Saturday, June 27, 2009

A Long Way From Chicago

Richard Peck
Dial Books for Young Readers, 1998

I love trickster characters- Anansi the spider, raven and coyote, Brer Rabbit, and Grandma Dowdle.

In Richard Peck's A Long Way from Chicago, Joey Dowdle and his little sister Mary Alice get a taste of small town life each summer when they take the train from Chicago to spend a week with Grandma. Year after year, the hilarious adventures pile up, chronicled in the chapters of this book. Grandma Dowdle is a woman of folk-hero proportions, getting the best of all her small town neighbors, except on the rare occasion where her own cleverness comes back to bite her. This collection of stories would make a delightful summer read for ages ten and up.

Friday, June 19, 2009

Enchantress from the Stars

Sylvia Louise Engdahl
Antheneum, 1970

I first picked this book up in the early 1980's, during my 7th grade fantasy only phase, when if it didn't have a dragon in it I didn't want to read it.
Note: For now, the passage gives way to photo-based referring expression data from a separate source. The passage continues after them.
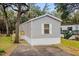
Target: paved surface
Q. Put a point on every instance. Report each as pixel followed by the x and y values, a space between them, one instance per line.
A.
pixel 23 50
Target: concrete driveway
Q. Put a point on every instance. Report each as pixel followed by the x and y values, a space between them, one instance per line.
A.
pixel 23 50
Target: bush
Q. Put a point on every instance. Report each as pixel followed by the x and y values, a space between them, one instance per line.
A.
pixel 1 50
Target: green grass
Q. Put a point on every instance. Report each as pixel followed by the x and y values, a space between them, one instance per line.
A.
pixel 70 43
pixel 5 42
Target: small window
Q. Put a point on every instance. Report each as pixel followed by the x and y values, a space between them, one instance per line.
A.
pixel 70 28
pixel 46 28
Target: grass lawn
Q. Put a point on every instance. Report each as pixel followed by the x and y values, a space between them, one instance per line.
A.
pixel 70 43
pixel 70 46
pixel 6 44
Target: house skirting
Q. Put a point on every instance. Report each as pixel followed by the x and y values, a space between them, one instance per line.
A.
pixel 43 41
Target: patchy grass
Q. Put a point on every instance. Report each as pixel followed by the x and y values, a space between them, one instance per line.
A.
pixel 70 43
pixel 6 44
pixel 70 46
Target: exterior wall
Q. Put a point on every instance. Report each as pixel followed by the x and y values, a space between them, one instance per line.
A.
pixel 33 31
pixel 44 41
pixel 36 28
pixel 64 27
This one has a dragon in it, but it wasn't the sort of dragon I was looking for.

Enchantress from the Stars may have been the first real science fiction novel I ever read. In it, a young girl from a highly advanced space-faring society joins her father on a dangerous mission to protect an infant civilization from being overrun by less enlightened space colonists. This collision of three worlds plays out as a fantastic fairy tale for the woodcutter's son Geyorn, as a science fiction adventure for colonist Jarel, and a magnificent coming of age story for Elara the young enchantress/anthropologist from the stars.

Deftly weaving together these three points of view, Engdahl explores deeply relevant questions about prejudice, technology, and human love. Classic, classic science fiction. Not to be missed. For readers 10 and up.

Saturday, June 13, 2009

Heck Superhero

Martine Leavitt
Front Street, 2004

I had the wonderful pleasure of meeting Martine Leavitt last week. She seemed like the kind of person who would show up with a big smile and fresh baked cookies at your door if she knew you were feeling down, even if her editor were breathing down her neck to get those revisions done.
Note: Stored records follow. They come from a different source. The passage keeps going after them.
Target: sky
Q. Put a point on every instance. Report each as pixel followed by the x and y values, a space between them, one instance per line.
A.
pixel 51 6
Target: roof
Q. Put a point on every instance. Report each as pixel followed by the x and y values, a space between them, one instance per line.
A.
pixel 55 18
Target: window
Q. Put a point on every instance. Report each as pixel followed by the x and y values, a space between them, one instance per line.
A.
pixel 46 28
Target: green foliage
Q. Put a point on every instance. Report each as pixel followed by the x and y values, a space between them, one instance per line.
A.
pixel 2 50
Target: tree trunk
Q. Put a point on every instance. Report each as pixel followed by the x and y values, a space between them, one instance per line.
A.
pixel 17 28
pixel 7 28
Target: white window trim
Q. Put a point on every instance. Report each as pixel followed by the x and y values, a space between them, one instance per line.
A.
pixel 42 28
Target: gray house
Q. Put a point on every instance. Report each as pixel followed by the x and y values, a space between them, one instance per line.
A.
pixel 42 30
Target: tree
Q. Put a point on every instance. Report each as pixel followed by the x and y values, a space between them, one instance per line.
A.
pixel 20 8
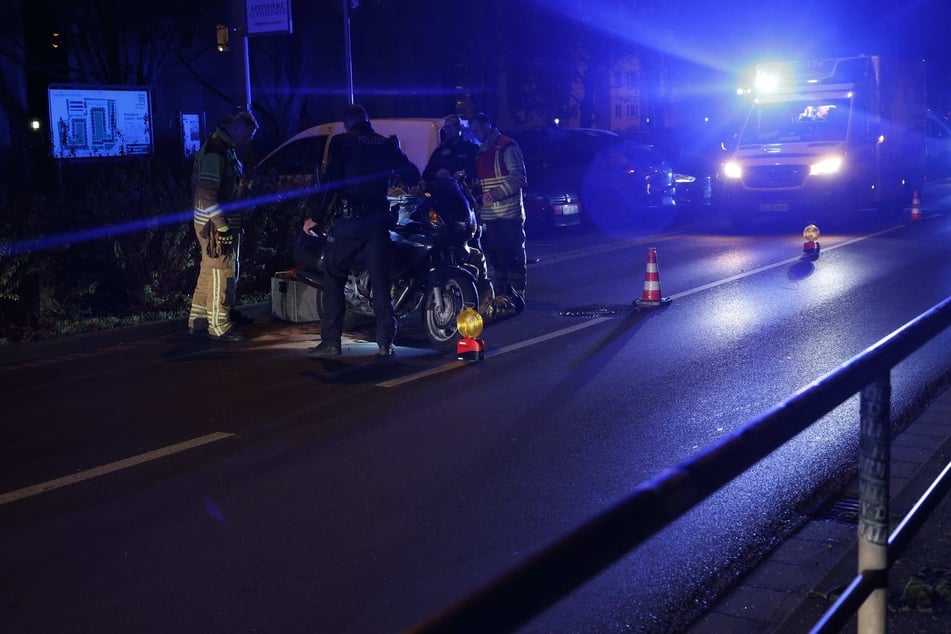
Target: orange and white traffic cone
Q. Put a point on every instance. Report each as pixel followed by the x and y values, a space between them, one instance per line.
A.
pixel 651 296
pixel 915 207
Heck, the thirteen-year-old hero of this story, has that same kind of heart. When Heck's mother calls him to tell him they've been evicted from their apartment, Heck is too worried about his mom to just stay at his friend's house until she comes for him. He has to go out looking for her, protect her, tell her everything will be okay. After all, he's her hero.

The city streets are a rough place for a thirteen-year-old. Battling constant toothache, encountering drug pushers and bully gangs, evading Social Services and the threat of being put in a "Frosty Home," Heck dreams of doing the one Good Deed that will put the universe to rights again and bring his mother back from the alternate dimension she's slipped into.

This book contains some drug use and a suicide, so I'm calling this a young adult novel, for ages fourteen and up. Martine Leavitt said that she felt she couldn't write honestly about homeless children without including those horrors. I think she did a fine job.